Horseshit
The great horse manure crisis of 1984 was the ecologic crisis to urban development at the turn of the century. London, New York and other large urban centers were dealing with millions of pounds of horse manure per day. The bigger and richer the cities became, the bigger the problem and life in the city seemed to be doomed. A publication in The Times then said: “In 50 years, every street in London will be buried under nine feet of manure”.
Of course, not long after the solution came. The first Ford car came out of the factory in July 1903 and soon after horseshit on the streets became history.
Problems give birth to solutions if we suspend fear and overthinking, and focus on how this problem can give life to a solution. Preferably, a life-affirming one.
Toilet Paper
There is a famous exercise using toilet paper to represent geological time. To conduct it, we would be asked to roll out a roll of toilet paper which arguably consists of 1000 sheets. The Earth is 4.5 billion years old and if a standard roll of toilet paper contains 1000 sheets (each 4.5 by 4.5), that means that one sheet would represent one million years of earth history.
We can then try to cut the last piece in smaller pieces giving perspective to the fact that the last 50,000 years (1/20th of one inch) represent the history of our species, Homo sapiens, and the last 10,000 years (1/100th of an inch) is the span of recorded human history.
The exercise is used to help us gain perspective of large numbers but people who have done it also experience something more profound. It teaches humbleness and perspective as far as our place on Earth and our relative insignificance.
Hope
Potentially, that could take us to a place of “nothing depends on me” but if we do that, all we do is cooperate with things the way they are. In other words, we remain stuck in the horseshit.

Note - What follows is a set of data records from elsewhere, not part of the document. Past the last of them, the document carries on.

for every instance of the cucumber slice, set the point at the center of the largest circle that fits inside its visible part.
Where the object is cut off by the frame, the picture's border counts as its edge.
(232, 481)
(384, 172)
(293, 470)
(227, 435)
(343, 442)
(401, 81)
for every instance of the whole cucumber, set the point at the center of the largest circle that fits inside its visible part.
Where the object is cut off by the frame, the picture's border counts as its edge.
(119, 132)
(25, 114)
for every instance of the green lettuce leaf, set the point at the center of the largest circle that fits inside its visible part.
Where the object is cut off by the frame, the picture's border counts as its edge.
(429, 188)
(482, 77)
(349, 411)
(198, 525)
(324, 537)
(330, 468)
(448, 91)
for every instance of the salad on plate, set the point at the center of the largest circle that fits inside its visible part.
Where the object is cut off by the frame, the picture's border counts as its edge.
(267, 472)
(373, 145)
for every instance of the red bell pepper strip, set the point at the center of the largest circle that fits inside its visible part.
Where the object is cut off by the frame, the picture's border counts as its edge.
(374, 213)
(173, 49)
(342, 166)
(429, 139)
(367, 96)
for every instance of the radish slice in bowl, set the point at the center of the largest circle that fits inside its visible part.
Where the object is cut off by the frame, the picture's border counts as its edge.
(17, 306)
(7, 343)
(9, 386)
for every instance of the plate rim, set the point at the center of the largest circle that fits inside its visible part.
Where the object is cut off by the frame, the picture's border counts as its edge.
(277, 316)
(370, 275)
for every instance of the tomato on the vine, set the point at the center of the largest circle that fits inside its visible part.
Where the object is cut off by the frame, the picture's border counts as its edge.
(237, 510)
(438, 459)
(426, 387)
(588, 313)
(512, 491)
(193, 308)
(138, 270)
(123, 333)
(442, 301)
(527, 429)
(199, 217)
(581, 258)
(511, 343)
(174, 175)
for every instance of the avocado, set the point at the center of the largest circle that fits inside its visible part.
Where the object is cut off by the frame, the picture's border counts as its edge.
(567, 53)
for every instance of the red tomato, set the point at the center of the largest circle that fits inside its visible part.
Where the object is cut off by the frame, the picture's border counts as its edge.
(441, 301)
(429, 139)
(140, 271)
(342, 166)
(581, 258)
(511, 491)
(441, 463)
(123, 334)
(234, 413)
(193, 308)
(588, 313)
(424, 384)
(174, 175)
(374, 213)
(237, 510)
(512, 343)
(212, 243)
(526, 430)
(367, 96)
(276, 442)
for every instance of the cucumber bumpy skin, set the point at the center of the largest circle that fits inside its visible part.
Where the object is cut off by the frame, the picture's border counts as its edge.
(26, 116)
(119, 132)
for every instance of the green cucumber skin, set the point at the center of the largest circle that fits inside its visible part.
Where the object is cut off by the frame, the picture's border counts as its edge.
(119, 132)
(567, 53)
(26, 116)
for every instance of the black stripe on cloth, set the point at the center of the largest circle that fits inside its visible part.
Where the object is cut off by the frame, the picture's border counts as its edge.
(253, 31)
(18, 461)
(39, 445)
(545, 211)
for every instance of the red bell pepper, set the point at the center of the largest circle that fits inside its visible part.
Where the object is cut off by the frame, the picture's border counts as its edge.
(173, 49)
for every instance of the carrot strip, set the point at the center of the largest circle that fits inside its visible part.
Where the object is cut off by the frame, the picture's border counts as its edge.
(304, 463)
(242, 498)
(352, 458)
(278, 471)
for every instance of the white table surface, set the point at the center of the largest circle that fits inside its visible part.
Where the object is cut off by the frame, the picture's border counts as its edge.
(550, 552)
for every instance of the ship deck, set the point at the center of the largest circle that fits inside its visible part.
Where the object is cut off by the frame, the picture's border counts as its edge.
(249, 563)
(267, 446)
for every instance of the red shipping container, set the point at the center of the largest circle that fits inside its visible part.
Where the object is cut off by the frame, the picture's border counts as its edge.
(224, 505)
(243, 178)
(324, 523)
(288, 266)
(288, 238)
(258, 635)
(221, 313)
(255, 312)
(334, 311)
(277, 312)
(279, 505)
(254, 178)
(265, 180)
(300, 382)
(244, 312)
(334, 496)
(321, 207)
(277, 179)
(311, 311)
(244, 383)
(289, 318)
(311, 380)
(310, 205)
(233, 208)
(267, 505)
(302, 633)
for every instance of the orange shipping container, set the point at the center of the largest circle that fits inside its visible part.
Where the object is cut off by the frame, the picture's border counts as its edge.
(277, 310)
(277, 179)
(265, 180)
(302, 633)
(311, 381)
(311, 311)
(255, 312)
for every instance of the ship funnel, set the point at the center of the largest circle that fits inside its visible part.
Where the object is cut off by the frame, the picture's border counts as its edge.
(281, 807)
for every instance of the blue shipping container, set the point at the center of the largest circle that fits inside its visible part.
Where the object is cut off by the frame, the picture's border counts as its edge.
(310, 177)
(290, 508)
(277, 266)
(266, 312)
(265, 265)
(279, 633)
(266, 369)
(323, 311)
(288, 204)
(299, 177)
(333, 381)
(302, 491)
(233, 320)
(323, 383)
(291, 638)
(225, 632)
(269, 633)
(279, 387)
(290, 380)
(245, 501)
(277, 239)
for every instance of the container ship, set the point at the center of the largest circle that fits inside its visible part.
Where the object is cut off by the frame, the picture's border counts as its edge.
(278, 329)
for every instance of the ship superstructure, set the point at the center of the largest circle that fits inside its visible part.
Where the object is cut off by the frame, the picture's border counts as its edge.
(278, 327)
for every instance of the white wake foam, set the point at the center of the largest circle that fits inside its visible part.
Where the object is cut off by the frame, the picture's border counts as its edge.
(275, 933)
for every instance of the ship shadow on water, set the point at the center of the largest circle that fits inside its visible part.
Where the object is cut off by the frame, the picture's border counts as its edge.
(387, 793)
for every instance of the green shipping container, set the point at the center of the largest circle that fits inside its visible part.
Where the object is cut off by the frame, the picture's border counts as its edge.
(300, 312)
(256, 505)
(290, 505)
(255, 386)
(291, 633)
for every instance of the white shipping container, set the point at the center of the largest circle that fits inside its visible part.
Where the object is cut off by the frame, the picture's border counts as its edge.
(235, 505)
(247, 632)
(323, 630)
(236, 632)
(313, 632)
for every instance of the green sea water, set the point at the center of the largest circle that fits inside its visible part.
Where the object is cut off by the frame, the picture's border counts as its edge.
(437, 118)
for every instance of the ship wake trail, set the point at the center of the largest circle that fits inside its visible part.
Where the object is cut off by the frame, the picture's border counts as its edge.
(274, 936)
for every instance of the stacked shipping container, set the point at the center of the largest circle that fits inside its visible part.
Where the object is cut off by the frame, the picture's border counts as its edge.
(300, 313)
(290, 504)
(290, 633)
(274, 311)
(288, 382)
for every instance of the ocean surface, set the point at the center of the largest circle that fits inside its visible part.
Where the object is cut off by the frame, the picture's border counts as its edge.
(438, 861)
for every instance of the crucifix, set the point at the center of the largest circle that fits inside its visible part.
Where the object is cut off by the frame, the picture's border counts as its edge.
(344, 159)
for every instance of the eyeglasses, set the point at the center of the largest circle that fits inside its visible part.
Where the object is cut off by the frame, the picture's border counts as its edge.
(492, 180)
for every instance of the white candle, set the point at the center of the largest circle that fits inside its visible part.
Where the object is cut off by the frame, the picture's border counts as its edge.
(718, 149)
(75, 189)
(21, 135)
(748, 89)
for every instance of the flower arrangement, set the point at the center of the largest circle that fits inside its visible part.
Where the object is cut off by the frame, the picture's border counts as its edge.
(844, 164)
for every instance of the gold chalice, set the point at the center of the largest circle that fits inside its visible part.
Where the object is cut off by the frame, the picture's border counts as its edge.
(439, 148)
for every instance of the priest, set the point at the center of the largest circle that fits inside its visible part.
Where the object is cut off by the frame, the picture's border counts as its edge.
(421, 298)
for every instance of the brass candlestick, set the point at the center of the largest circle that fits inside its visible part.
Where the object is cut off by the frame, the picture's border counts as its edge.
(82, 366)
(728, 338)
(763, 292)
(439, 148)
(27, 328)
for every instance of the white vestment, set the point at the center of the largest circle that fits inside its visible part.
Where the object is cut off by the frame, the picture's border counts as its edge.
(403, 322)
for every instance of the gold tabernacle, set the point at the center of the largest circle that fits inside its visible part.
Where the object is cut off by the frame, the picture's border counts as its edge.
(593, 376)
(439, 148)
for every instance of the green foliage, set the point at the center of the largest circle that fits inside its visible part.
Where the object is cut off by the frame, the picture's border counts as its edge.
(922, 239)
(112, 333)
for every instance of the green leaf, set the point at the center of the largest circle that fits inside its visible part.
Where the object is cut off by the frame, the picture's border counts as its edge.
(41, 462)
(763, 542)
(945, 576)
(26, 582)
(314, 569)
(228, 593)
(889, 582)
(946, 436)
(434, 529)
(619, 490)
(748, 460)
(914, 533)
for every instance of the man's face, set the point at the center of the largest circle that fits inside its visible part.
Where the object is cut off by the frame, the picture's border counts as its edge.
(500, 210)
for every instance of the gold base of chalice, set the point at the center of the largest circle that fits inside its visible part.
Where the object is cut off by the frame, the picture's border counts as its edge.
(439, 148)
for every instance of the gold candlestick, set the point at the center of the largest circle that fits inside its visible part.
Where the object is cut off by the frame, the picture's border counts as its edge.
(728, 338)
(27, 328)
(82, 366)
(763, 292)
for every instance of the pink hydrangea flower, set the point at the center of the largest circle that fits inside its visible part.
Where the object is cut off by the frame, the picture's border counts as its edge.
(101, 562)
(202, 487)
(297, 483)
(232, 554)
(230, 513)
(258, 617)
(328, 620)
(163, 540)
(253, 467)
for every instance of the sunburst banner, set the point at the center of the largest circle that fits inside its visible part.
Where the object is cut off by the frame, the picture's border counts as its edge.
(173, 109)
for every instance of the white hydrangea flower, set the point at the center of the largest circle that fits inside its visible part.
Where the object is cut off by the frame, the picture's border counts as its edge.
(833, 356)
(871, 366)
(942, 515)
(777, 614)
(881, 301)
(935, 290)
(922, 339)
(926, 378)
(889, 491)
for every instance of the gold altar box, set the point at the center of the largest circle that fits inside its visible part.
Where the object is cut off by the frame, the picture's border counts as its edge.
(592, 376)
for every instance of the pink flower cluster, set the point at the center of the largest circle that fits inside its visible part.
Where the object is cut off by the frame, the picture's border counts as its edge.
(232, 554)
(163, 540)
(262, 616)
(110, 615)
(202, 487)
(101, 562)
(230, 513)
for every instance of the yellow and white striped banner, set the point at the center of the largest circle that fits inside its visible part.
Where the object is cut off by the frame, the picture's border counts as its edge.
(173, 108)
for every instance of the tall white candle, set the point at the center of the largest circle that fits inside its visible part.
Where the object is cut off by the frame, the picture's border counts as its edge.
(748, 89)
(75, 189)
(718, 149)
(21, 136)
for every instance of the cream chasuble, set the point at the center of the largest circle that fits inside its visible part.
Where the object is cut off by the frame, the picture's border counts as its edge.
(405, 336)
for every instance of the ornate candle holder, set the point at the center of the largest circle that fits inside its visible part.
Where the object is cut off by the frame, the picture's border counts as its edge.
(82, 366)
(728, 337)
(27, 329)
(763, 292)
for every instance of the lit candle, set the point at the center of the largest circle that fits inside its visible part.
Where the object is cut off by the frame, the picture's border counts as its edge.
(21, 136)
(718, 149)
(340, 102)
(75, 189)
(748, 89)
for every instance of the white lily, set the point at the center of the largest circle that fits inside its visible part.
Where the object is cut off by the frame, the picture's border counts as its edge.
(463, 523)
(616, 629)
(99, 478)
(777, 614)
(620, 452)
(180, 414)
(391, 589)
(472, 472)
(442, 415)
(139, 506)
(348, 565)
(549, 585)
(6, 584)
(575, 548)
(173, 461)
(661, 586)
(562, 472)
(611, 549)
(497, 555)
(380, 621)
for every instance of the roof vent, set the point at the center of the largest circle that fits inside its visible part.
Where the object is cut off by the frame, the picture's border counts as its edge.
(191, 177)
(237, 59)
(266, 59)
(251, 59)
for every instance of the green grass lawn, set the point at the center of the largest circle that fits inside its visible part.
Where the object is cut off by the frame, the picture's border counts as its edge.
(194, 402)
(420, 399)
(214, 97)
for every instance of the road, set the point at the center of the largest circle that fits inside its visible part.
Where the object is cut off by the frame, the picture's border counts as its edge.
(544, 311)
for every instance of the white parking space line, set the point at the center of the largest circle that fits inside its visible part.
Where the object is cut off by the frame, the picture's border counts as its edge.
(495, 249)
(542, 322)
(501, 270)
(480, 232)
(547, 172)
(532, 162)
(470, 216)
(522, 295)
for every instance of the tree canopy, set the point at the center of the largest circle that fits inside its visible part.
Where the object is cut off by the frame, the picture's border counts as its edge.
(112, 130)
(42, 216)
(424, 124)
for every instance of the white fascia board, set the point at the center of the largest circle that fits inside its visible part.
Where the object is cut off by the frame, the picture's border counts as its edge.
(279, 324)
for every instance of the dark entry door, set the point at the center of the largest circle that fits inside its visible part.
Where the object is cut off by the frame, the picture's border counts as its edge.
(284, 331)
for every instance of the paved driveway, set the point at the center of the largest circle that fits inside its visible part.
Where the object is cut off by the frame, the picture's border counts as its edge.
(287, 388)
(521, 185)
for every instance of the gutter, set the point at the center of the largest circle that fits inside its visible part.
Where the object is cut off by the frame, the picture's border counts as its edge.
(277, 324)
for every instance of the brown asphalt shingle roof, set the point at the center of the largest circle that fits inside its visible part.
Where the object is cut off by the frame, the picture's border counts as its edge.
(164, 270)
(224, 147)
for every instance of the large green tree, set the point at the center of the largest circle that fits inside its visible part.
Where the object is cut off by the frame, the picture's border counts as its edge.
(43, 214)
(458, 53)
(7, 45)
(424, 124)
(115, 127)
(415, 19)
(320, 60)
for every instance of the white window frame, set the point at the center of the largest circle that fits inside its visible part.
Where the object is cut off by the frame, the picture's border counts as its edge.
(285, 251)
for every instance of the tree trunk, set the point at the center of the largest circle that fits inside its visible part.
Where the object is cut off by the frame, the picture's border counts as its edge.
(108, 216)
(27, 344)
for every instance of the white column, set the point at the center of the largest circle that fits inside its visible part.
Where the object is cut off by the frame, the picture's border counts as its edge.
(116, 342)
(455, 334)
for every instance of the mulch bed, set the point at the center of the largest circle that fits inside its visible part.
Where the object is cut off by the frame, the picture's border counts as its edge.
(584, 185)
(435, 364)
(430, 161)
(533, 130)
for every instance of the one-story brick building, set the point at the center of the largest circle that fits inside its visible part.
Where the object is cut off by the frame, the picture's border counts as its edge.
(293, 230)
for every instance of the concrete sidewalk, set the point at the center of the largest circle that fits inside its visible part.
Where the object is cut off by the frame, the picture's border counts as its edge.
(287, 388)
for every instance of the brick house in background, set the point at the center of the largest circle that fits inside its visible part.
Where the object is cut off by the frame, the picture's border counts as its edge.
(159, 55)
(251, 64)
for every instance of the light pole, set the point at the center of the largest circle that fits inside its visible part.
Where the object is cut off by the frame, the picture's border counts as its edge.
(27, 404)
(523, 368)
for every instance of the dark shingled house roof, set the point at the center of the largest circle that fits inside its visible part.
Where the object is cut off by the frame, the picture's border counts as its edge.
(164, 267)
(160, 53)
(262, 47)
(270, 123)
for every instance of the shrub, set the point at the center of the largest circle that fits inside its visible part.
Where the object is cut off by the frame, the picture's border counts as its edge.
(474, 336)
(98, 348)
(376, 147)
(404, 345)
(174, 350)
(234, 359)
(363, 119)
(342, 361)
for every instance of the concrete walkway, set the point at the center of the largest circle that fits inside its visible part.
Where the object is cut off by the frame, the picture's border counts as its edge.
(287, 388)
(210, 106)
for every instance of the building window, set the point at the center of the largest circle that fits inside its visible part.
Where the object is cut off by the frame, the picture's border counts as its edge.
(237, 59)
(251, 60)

Systemically each one of us is made of many cells and we are also a cell into a bigger living organism. Given the fractal nature of living systems, we could be both insignificant and significant at the same time.
Living systems tend to replicate patterns that support life. Hence, we become significant and shift the system if how we show up and what we choose to activate supports life.
If we can’t move beyond fear, hopelessness, judgement, cynicism and grief, we are being held by the past. In a way, we are playing a role in preventing life and hence our role indeed becomes insignificant.
Hope and joy are capacities of the heart. Overthinking, despair and hopelessness are products of the mind.
To contribute to life, our responsibility is to reconnect to the sense of being alive and truly be present to what is now and what is possible to come. To do that we need to reconnect to hope and joy as the essence of life no matter how hopeless we may think things are.
Question: How do we remain humble enough to be aware of our own insignificance and yet courageous enough to show up in the world in a way that nurtures life?